Renting a house is almost an impossible mission in the seven Galician cities and their areas of influence, where 80 percent of the inhabitants of the Community reside. The number of homes in the traditional rental circuit has been in free fall for some time and experts denounce that at the turn of summer historical lows will be marked that “will set off all the alarms”. This is warned by Benito Iglesias, president of the Galician Federation of Real Estate Companies (Fegein), who assumes that in a matter of a couple of months the stock of houses for rent could drop below 3,000, which will be a critical figure. The data also contrasts with the fact that the Galician Community is at the head of Spain -percentage-wise speaking- in terms of empty houses: there are 340,000 houses closed to the ground where no one resides and which is not even for sale not for rent.

How do both scenarios marry?

The answers to this extreme situation are several and must be sought, says the expert, in the current regulations. Changes in rent regulation, says Iglesias, have caused “legal insecurity” in owners, who prefer not to market their apartments for fear of non-payment by tenants against whom they are not protected. An imbalance between the rights and duties of landlord and tenant that owners fear. “It always has to be 50/50, but the rights of the owners have not been defended. Instead of encouraging them with tax reductions to get that empty house out on the rental market, what has been done is to penalize it. All this has had an effect contrary to the market trend and has sparked suspicion in the owner who is looking for new formulas »reflects the expert. Added to the reality of landlords are adverse circumstances for those who want to become owners. And it is that buying a home – although far from the bubble of 2008, which shot up to 1,900 euros per square meter – becomes more expensive day by day. To the hardening by the banking entities, increasingly restrictive with the conditions, there is now an inflation that will only serve to shoot up the prices of real estate, given the rise in materials and fuel. And that returns many of the housing seekers to the box of a rental market, unable to respond to their housing needs. But, Iglesias warns, we must not miss the mark when looking for those responsible.

Some voices, especially those of the most touristic councils in Galicia, are beginning to be raised against the boom in holiday homes, which almost quintuple those in classic rentals. The latest data published by the Xunta indicate that throughout the Community there are nearly 15,000 VUTs registered and localities such as the Galician capital accuse them of the lack of flats faced by families and students. But from the Fegein they invite reflection and ask “not to demonize a sector” that is “perfectly regulated since 2017” and that operates within the law. “We live in a free market and it is unfair to blame them. All are registered and have to meet standards of comfort and quality. If there are more than 14,500 VUTs in Galicia and 3,200 traditional rental homes, one has to wonder why. The first thing is the profitability of the VUT, which is much higher. But there are more conditions, such as the lack of tax incentives », he emphasizes as the root of the problem.
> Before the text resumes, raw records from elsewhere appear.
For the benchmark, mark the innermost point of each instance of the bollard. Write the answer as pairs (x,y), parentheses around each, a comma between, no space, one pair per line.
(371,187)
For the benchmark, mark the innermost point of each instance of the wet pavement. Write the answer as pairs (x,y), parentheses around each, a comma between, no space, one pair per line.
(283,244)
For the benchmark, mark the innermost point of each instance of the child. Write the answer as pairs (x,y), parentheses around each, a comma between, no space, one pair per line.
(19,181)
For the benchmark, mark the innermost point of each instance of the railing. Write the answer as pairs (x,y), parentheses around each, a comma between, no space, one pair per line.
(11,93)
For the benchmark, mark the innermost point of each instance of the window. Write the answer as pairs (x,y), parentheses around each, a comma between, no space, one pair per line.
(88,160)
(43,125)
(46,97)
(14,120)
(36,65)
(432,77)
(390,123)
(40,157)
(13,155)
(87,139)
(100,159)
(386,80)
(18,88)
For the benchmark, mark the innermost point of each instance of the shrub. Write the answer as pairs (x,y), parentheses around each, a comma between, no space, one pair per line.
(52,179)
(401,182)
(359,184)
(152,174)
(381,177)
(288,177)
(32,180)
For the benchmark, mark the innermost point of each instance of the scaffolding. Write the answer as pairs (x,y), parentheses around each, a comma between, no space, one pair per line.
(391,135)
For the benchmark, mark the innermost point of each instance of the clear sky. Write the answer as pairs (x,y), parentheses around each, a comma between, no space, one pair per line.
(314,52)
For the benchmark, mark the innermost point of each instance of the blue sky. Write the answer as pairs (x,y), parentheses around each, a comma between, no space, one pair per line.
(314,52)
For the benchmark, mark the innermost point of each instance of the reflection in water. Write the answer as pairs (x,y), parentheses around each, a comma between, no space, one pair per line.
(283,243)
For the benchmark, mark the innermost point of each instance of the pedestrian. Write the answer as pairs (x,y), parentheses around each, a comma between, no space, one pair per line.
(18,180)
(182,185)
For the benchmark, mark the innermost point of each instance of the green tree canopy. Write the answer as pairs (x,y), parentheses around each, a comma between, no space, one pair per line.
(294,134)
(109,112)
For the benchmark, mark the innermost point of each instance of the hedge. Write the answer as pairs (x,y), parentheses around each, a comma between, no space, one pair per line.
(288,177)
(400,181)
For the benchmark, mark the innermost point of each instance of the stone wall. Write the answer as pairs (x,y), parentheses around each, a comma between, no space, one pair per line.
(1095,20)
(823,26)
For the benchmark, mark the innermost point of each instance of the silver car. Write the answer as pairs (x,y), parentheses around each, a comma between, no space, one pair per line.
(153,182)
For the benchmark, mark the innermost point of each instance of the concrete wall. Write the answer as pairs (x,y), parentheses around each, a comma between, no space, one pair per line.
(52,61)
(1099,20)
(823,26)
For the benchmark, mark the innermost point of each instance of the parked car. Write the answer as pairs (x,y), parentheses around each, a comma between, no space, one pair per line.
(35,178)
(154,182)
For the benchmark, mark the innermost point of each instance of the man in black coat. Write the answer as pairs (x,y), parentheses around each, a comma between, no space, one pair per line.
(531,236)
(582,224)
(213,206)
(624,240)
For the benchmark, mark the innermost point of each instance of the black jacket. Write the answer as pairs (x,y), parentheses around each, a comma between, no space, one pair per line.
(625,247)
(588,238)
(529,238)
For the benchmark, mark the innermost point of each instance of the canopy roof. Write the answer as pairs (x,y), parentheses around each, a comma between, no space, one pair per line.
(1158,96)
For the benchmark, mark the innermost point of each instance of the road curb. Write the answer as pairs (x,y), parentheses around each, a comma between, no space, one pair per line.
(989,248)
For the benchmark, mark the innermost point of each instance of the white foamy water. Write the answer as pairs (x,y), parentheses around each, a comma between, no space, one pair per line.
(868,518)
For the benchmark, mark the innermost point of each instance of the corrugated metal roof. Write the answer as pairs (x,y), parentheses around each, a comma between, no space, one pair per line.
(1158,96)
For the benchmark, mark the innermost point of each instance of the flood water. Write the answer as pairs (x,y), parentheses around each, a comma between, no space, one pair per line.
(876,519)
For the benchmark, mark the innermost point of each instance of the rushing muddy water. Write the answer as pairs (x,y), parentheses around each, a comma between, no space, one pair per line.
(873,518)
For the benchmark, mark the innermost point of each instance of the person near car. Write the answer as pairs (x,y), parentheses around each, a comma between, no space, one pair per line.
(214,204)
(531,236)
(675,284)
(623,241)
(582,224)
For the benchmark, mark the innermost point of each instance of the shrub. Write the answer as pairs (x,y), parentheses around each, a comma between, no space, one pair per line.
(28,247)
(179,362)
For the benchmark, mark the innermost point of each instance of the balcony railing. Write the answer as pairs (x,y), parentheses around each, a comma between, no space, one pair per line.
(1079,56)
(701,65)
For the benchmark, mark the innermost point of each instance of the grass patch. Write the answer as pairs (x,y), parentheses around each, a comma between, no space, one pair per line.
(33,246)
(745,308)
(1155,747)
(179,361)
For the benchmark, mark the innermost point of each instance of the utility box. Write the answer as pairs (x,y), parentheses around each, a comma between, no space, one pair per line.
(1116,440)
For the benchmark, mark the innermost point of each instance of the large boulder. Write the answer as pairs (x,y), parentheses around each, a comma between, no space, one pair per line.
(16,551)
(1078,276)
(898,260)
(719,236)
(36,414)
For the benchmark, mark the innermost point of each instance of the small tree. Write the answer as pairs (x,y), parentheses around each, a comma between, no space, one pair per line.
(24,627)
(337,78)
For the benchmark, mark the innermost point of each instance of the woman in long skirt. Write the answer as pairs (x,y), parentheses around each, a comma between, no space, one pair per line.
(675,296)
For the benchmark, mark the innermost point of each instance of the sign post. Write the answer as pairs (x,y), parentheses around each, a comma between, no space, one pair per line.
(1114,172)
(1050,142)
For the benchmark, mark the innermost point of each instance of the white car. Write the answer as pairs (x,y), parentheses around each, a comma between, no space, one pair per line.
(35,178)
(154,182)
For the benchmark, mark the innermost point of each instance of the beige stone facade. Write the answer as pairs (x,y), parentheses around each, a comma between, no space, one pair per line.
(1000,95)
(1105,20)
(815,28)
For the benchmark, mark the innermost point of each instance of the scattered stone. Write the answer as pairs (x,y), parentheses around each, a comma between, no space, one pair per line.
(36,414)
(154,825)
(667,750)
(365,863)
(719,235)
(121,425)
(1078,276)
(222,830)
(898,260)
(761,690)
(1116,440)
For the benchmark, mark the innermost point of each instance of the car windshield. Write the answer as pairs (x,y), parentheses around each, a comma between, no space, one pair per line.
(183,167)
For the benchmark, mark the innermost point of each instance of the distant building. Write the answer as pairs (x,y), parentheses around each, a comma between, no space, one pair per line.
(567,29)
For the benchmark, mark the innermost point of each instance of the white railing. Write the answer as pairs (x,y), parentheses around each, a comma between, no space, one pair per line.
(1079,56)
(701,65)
Faced with this bottleneck, real estate professionals prescribe a greater open-mindedness and be aware of the social changes that, ultimately, influence real estate dynamics. This is the case of the desire for vacation homes to the detriment of hostels or hotels by travelers. A demand that seems not to have peaked and that explains, they note, a new model of travel. “LA VUT is here to stay” they say. “If you’re from Chantada and you have an empty house, you have to put it in the traditional market, but if you’re in Vigo or Santiago, you don’t even think about it,” Iglesias clarifies. The case of the most populous city in Galicia, with some 300,000 residents, is paradigmatic. For the first time in its history, it accumulates more vacation homes (743) than those that hold normal rent (580). And the trend only points to a growing imbalance.

Without going into the dance of sentences that keep the owners of tourist flats in the Galician capital, who are struggling to ban this type of accommodation in the monumental area by requiring a municipal license, in suspense, Iglesias invites us to see the problem in perspective. “There is a new model of traveling internationally and as a community we have to respond to that. Now this trend exists, just as until recently there were only taxis and now there are other formulas to move around cities. They are market trends, it is life itself and we cannot put doors on the field,” he indicates. Returning to the underlying problem, and with the real estate agencies of the main urban centers saturated by demand, the union demands that the legislator “reflect” that avoid the worst case scenario. “Everyone has a housing need and new housing is getting 10 percent more expensive. There are going to be more and more people who have to rent and that is what we fear, that the commercialization range is already very low and is going to drop below 3,000 in the coming months and that is indeed a red line» they delve from the sector, which agrees that the solution is unique and urgent: mobilize a rental pool that is at historical lows and that in many cases is static, due to the location of the rentals, poor habitability or unaffordable prices for many families. “What is being done does not work, that is clear,” they warn.